A few people have been kind enough to test out my Composed bookmarklet and give some feedback (here on Google+ amongst other places). A couple of people identified composers on COPAC for which my bookmarklet didn’t produce any information, and when I checked this was because the underlying data I’m using, the MusicNet Codex, didn’t have a record for those examples.

This reinforced an idea that keeps coming back to me as I think about Library data and Linked Data – which is that we need good ways of capturing and then re-expressing in our data feedback from consumers/users of the data. In the case of the Composed bookmarklet it seems sensible to have a way to allow people to say at least:

  • “This record contains a composer [name or identifier] you don’t have in your data]”
  • “For this record the bookmarklet displays a composer not mentioned in the record”
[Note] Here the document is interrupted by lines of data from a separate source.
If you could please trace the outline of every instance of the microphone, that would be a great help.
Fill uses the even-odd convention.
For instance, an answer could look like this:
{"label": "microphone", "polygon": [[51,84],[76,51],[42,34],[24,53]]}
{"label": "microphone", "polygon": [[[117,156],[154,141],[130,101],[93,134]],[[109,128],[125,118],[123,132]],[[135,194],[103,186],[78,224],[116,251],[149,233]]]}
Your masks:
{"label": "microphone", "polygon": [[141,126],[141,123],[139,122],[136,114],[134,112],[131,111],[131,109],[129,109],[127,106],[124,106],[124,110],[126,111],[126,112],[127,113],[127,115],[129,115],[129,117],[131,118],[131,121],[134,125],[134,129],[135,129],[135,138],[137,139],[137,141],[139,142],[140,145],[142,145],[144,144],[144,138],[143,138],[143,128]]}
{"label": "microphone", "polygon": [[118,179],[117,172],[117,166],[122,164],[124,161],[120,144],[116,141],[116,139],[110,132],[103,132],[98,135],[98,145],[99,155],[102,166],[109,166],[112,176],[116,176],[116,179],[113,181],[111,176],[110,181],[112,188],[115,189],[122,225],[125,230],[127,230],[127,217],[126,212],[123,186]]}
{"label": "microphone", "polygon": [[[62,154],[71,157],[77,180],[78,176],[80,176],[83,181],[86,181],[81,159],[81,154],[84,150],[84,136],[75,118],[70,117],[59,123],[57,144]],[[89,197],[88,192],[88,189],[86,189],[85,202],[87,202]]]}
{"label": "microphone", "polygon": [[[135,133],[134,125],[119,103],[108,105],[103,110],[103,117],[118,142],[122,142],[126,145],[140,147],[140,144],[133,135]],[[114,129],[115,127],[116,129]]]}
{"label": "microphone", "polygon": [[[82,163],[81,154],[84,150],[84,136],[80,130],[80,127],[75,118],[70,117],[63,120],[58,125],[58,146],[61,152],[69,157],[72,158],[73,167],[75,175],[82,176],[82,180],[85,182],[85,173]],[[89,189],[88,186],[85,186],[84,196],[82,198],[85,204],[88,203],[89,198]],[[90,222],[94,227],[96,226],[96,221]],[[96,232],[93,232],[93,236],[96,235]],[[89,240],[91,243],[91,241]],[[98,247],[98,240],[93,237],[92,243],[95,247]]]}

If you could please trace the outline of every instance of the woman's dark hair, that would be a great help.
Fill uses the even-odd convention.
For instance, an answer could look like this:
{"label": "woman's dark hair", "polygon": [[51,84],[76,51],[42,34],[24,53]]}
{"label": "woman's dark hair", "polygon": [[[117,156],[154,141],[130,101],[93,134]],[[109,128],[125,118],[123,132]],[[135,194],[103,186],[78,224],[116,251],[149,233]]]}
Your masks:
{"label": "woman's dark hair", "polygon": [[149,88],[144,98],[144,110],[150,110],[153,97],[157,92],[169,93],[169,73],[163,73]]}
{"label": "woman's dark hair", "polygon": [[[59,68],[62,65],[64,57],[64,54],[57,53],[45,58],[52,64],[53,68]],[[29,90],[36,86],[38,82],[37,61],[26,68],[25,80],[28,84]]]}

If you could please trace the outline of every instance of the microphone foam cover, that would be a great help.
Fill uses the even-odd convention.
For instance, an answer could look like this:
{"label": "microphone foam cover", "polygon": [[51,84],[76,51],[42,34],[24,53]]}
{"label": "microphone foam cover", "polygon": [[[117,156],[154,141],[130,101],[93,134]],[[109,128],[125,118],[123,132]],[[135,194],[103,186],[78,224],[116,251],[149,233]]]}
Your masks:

This triggered some further thoughts that a bookmarklet could be a nice way of generally allowing those interested (librarians or others) to add information to the record – specifically structured information and identifiers for people (and perhaps some other entities). Then discussing the #discodev competition with Mathieu D’Aquin at the Open University today he mentioned the DBpedia ‘Spotlight’ tool which does entity extraction and gives back identifiers from DBpedia.
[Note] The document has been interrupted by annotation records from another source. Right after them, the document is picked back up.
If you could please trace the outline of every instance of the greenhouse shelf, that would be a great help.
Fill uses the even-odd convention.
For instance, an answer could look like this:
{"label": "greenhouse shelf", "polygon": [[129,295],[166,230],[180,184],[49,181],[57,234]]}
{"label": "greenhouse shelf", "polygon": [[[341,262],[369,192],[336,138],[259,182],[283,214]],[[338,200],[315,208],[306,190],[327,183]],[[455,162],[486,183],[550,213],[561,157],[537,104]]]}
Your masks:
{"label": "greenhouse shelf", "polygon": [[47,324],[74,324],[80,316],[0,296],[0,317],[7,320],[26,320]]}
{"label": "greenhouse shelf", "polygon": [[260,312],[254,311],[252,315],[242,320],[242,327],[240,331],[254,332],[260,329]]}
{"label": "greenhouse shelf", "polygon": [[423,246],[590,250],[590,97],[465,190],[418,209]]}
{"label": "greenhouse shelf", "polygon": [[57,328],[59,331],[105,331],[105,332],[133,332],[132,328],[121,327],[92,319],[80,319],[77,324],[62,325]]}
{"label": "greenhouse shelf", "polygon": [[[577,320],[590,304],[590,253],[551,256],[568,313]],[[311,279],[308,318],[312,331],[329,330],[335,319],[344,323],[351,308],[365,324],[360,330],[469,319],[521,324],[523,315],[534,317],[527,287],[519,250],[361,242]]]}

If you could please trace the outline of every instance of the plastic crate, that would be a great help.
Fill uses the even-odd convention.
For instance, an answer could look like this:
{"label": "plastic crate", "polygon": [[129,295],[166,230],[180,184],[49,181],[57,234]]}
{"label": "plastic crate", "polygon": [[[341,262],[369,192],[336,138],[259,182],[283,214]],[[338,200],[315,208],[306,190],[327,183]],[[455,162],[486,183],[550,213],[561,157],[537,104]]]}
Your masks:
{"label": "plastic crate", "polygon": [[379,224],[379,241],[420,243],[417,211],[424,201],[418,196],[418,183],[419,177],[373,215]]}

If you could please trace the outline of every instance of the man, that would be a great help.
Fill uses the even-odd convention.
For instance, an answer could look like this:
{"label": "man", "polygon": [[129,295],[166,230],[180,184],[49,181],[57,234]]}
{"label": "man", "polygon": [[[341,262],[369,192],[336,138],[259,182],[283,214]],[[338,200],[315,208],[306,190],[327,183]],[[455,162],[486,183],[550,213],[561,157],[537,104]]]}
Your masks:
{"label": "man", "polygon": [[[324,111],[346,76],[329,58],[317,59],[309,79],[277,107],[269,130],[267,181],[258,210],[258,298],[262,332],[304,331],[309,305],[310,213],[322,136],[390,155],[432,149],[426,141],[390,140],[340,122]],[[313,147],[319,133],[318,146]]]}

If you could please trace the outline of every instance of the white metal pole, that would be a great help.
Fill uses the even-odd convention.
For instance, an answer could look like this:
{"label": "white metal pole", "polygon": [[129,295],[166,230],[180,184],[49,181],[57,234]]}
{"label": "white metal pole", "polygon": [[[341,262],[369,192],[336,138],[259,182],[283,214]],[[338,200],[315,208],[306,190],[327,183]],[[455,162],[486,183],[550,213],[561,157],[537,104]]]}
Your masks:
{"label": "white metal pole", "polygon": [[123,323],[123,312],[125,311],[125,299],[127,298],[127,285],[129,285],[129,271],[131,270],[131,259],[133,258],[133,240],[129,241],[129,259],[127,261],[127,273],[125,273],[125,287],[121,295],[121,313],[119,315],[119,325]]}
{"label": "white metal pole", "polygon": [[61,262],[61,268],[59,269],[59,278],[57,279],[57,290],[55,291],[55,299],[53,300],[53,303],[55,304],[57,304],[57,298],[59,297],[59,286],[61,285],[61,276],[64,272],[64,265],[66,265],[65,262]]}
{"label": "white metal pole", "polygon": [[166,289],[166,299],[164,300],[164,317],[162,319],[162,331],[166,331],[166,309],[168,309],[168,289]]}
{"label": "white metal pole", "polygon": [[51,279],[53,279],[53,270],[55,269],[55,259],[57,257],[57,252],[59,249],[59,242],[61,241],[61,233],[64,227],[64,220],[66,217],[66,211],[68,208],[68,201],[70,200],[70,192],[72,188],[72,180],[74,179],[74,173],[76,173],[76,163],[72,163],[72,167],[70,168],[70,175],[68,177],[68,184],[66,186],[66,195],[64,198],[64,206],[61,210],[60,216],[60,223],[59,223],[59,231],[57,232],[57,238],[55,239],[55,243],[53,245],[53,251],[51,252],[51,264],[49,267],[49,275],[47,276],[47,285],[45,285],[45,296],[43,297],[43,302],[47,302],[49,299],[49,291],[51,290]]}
So how about a bookmark which:

  • Grabs the ‘people’ fields (100, 700, 600 – others?)
  • Passes contents to Spotlight and gets back possible DBPedia matches
  • Links to VIAF (think this is possible where VIAF has a Wikipedia URI) (possibly do this after decision made below)
  • Allows the user to confirm or reject the suggestions – if they confirm allows them to state a relationship as defined by MARC relators (available as Linked Data at http://id.loc.gov/vocabulary/relators.html)
  • Posts a triple expressing a link between the catalogue record, the relator, and DBPedia URI and/or VIAF URI

This could then be harvested back by libraries or others to get more expressive linked data relating bibliographic entities to people entities with a meaningful relationship. I haven’t looked at this in detail – but I don’t think it would be very difficult – my guess is just a few hours work.
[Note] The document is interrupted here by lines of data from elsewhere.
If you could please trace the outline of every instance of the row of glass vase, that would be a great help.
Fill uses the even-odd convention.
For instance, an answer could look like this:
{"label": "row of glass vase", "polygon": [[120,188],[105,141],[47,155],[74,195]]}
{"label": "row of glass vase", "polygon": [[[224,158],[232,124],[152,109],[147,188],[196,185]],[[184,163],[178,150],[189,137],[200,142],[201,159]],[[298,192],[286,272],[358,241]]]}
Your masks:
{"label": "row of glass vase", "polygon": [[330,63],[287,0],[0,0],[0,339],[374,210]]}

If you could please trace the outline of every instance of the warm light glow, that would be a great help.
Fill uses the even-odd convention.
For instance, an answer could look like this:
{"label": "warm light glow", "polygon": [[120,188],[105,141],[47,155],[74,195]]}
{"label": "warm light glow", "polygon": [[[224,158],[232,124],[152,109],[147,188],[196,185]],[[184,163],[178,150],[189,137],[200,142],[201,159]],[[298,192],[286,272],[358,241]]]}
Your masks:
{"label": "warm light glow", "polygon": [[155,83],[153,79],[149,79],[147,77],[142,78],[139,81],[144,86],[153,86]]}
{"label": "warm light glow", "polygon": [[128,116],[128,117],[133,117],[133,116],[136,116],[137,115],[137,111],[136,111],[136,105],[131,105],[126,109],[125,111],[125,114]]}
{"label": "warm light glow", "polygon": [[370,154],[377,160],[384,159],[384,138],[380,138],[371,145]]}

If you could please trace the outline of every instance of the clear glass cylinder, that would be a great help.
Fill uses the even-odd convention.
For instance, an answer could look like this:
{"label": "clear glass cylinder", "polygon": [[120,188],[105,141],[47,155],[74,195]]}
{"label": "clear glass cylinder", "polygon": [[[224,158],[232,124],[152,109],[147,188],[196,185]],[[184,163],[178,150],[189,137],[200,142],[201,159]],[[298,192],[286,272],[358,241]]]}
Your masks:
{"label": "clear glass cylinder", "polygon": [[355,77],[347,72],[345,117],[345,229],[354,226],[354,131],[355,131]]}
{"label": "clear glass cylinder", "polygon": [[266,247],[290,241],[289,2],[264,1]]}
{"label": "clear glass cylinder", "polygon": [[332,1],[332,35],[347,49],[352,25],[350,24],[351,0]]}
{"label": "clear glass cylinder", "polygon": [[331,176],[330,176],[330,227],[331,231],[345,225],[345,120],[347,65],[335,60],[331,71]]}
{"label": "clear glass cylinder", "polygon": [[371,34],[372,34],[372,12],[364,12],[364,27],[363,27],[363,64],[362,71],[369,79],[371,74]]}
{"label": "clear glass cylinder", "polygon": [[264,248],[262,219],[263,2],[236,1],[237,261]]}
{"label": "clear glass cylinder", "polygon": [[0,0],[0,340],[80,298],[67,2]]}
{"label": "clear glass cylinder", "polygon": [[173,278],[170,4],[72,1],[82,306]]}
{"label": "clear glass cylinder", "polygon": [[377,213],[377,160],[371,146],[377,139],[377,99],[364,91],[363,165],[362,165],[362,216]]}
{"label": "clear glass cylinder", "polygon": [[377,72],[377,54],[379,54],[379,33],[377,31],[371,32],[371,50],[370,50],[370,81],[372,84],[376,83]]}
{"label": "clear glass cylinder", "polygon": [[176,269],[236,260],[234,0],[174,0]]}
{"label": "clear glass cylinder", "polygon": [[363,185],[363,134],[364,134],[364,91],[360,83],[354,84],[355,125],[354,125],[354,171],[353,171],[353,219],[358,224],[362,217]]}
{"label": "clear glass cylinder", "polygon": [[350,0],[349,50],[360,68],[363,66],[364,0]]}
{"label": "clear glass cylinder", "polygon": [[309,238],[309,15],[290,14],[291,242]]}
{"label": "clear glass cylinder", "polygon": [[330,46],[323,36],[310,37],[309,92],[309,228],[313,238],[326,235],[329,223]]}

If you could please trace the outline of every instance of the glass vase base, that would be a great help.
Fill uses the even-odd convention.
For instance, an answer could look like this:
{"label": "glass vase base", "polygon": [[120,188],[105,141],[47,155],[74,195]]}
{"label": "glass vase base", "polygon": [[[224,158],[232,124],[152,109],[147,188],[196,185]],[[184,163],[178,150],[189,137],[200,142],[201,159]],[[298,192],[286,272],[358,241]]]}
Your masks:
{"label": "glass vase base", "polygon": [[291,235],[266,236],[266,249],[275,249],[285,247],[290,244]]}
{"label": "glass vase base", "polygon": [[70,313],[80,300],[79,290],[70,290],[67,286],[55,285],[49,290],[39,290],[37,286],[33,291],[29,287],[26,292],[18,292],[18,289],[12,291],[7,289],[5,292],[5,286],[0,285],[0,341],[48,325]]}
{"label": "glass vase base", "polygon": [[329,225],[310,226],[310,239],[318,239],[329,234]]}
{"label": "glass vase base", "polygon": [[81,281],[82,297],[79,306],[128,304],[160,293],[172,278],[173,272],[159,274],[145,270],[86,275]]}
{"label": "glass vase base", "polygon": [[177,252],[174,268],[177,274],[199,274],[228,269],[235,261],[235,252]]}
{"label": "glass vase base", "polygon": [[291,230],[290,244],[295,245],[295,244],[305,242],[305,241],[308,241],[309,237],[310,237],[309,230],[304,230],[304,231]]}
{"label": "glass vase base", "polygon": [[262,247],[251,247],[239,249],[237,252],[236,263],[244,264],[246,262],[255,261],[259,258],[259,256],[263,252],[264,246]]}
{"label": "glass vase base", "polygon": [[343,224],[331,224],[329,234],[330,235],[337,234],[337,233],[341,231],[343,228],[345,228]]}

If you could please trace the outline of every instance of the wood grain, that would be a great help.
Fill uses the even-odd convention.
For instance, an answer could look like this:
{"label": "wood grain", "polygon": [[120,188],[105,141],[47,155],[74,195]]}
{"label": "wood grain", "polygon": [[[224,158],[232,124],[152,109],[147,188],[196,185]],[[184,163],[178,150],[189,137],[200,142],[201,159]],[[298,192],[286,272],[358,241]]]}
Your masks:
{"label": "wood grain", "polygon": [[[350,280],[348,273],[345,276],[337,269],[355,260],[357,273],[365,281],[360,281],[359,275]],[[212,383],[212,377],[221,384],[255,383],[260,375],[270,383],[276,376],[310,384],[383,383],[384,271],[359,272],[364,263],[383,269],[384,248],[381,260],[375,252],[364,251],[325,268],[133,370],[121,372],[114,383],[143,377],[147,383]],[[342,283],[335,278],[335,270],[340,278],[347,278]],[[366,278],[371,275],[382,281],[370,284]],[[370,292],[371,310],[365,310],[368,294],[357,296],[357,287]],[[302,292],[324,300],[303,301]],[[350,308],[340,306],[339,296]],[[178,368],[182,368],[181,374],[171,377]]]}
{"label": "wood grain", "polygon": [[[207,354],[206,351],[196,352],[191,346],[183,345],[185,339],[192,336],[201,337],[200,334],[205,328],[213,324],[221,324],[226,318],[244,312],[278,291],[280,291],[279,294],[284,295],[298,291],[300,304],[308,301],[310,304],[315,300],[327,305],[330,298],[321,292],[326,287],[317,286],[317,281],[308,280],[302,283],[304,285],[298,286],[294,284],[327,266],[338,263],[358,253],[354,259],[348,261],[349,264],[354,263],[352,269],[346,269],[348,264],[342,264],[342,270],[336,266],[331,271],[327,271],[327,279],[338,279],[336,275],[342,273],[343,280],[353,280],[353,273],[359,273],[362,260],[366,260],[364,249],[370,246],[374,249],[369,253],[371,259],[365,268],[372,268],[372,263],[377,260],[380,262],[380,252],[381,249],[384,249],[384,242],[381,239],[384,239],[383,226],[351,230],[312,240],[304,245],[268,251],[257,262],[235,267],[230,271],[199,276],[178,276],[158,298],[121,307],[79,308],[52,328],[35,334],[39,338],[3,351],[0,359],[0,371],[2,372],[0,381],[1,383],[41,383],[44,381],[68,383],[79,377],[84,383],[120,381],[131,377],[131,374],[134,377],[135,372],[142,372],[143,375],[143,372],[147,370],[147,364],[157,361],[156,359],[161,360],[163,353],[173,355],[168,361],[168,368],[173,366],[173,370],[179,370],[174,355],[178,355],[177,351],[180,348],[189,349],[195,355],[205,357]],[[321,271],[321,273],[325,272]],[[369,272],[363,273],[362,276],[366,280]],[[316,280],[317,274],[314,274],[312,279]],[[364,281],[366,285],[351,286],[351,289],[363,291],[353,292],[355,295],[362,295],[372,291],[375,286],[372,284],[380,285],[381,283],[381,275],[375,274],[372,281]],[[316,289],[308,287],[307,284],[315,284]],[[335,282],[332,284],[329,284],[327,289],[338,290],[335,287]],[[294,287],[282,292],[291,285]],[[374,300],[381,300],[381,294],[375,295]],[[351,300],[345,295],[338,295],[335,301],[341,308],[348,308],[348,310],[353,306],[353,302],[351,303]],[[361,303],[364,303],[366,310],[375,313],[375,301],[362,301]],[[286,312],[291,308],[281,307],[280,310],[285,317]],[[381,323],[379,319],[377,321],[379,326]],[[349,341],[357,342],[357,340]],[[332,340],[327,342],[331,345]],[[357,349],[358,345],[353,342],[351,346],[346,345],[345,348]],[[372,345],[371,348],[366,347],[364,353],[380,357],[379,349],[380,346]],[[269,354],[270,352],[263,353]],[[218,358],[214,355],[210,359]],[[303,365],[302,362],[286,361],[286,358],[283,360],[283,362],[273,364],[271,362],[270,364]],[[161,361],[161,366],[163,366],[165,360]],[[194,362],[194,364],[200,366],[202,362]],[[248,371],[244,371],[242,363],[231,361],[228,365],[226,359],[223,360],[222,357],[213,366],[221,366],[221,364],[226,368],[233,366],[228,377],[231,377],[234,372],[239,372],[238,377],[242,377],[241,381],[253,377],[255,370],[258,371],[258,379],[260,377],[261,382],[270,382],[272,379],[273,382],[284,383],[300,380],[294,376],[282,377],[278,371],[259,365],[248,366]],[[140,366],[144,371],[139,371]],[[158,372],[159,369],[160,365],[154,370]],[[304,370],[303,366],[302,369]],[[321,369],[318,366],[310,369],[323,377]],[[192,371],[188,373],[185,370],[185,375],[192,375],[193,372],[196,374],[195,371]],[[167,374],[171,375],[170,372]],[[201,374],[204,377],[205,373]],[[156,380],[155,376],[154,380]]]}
I think this also starts to address another issue that always comes up when discussing libraries and linked data which is how might linked data start to become part of the metadata creation process in libraries – although since it relies on an existing record it doesn’t really get there – but if libraries are going to successfully exploit linked data we need to play around with interfaces that help us integrate linked data into our data as it is created.